Le ministre Bobby Hurreeram était face à Jimmy Jean-Louis le 11 décembre dernier sur les ondes de Wazaa FM. Il devait mettre l’accent sur le développement inclusif qu’apporte le gouvernement, sous le leadership dynamique de Pravind Jugnauth. Revenant sur la crise de la Covid-19, il a mis en exergue comment un petit pays comme Maurice a pu s’en sortir contrairement à certaines grandes puissances. Il devait pourfendre ceux qui passent leur temps à critiquer vilement le gouvernement alors qu’un sursaut patriotique est nécessaire en ces temps difficiles. Les autres sujets abordés par lui : l’affaire Angus Road et la controverse autour du ministre Yogida Sawmynaden, le comportement inacceptable de certains députés de l’Opposition au Parlement, et les mesures économiques entreprises par le gouvernement qui permettra au pays d’avancer.
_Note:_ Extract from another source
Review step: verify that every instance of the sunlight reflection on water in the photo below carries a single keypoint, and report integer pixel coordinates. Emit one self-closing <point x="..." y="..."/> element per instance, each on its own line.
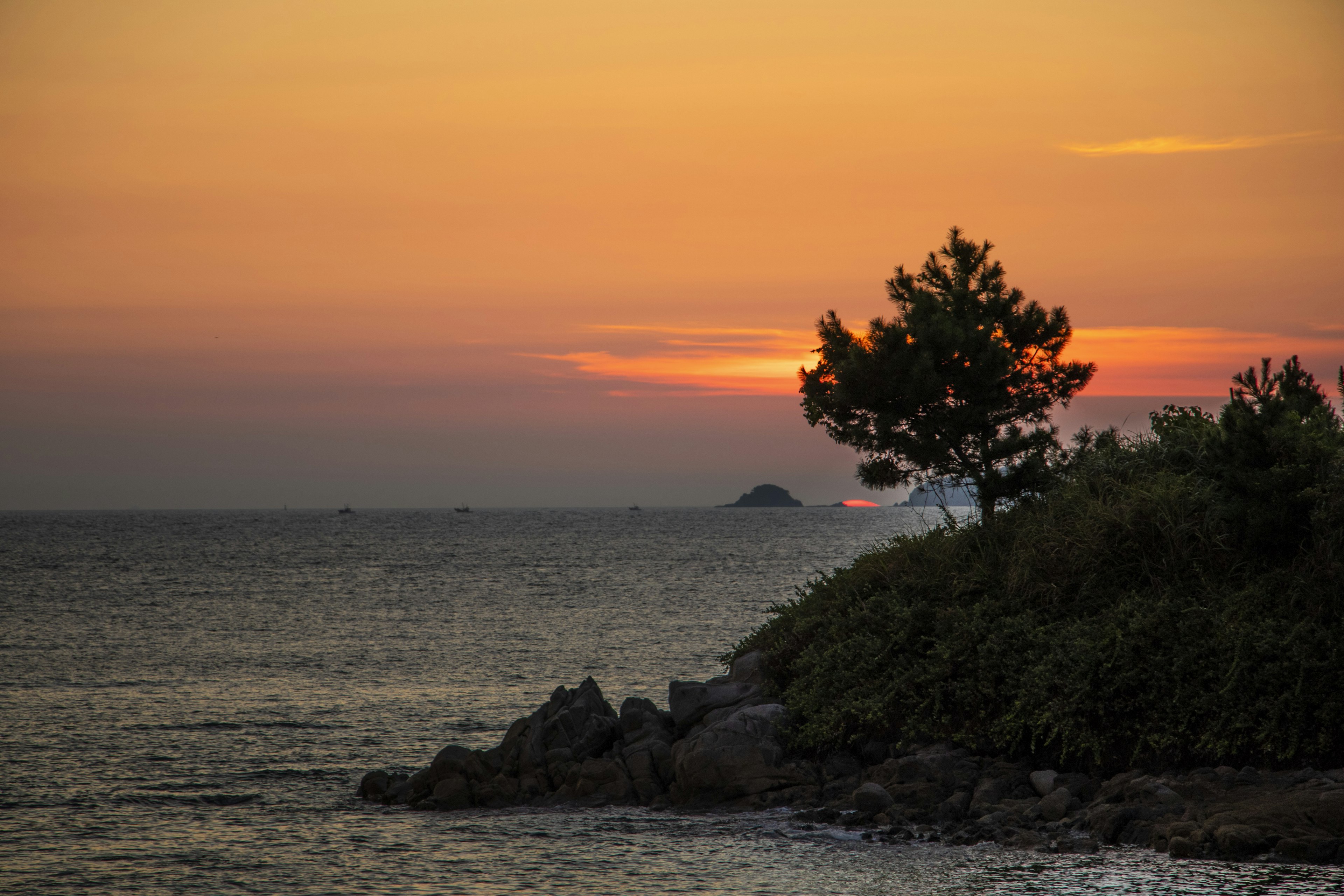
<point x="191" y="698"/>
Pour terminer, il lance un vibrant appel pour que la nation mauricienne se rallie autour du Premier ministre, Pravind Jugnauth.

« Ce que vise le gouvernement : le développement inclusif pour tous »

Abordant d’emblée le bilan du gouvernement, Bobby Hurreeram devait indiquer que même avant qu’il ne soit nommé ministre des Infrastructures publiques, il y avait déjà plusieurs projets en chantier. « Je continue sur cette même philosophie. Du nord au sud, il y a des chantiers. C’est une société entièrement nouvelle que nous bâtissons. C’est ça que nos adversaires politiques ont du mal à suivre », devait-il expliquer.

Il devait faire rappeler que le gouvernement a soutenu l’économie, les entreprises et les citoyens qui étaient dans le besoin. Il devait aussi indiquer que le gouvernent continue d’injecter Rs 500 millions par mois à travers le ‘Wage Assistance Scheme’. « Personne ne meurt de faim dans ce pays », devait-il renchérir. « Même dans les rapports de la Banque mondiale, il a été reconnu que Maurice a fait ce qu’il fallait faire », soutient-il.

Malgré qu’il y ait eu une décroissance de 13 %, il n’y a pas eu la perte de 100 000 emplois, un chiffre qui avait été annoncé par certains.  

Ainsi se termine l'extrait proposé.